Pablo Krupa

Pablo Krupa, Alberto Bemporad

Generalized Nash Equilibrium Problems (GNEPs) arise in many applications, including non-cooperative multi-agent control problems. Although many methods exist for finding generalized Nash equilibria, most of them rely on assuming knowledge of the objective functions or being able to query the best responses of the agents. We present a method for learning solutions of GNEPs only based on querying agents for their preference between two alternative decisions. We use the collected preference data to learn a GNEP whose equilibrium approximates a GNE of the underlying (unknown) problem. Preference queries are selected using an active-learning strategy that balances exploration of the decision space and exploitation of the learned GNEP. We present numerical results on game-theoretic linear quadratic regulation problems, as well as on other literature GNEP examples, showing the effectiveness of the proposed method.

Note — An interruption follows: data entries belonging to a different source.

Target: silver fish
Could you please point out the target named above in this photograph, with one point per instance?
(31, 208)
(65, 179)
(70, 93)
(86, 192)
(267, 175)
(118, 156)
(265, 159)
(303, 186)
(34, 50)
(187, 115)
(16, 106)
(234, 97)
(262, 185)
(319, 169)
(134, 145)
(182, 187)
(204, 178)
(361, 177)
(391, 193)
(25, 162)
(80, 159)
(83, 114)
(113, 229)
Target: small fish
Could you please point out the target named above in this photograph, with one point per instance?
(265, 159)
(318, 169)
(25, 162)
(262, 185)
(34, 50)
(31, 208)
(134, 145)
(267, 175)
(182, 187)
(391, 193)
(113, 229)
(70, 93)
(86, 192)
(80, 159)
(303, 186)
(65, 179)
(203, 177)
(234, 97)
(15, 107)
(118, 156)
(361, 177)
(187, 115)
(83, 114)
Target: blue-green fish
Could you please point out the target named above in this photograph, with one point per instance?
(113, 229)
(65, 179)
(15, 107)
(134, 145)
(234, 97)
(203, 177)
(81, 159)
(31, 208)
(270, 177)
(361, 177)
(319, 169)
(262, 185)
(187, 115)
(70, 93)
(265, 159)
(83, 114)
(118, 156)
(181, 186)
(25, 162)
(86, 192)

Hasna El Hasnaouy, Pablo Krupa, Mario Zanon et al.

Designing the objective function in Model Predictive Control (MPC) is challenging when performance assessment criteria are available only from human judgment. We adopt a preference-based learning (PbL) approach to learn the MPC objective function from preferences over trajectory pairs. However, the real-world application of PbL is often restricted by the significant cost or limited availability of human preference queries. To address this, Active Learning (AL) strategies seek to improve sampling efficiency, reducing the labeling effort required to obtain a well-performing classifier. We present two AL strategies for learning the MPC objective function from human preferences over pairwise system trajectories: a pool-based strategy that selects trajectory pairs that are both uncertain under the current surrogate and diverse relative to previously labeled comparisons, and a query-synthesis strategy that incorporates new trajectories using the current surrogate-driven MPC. Numerical results show that the proposed strategies yield closed-loop behaviors that align more with the expressed preference using fewer number of queries compared to a random sampling approach.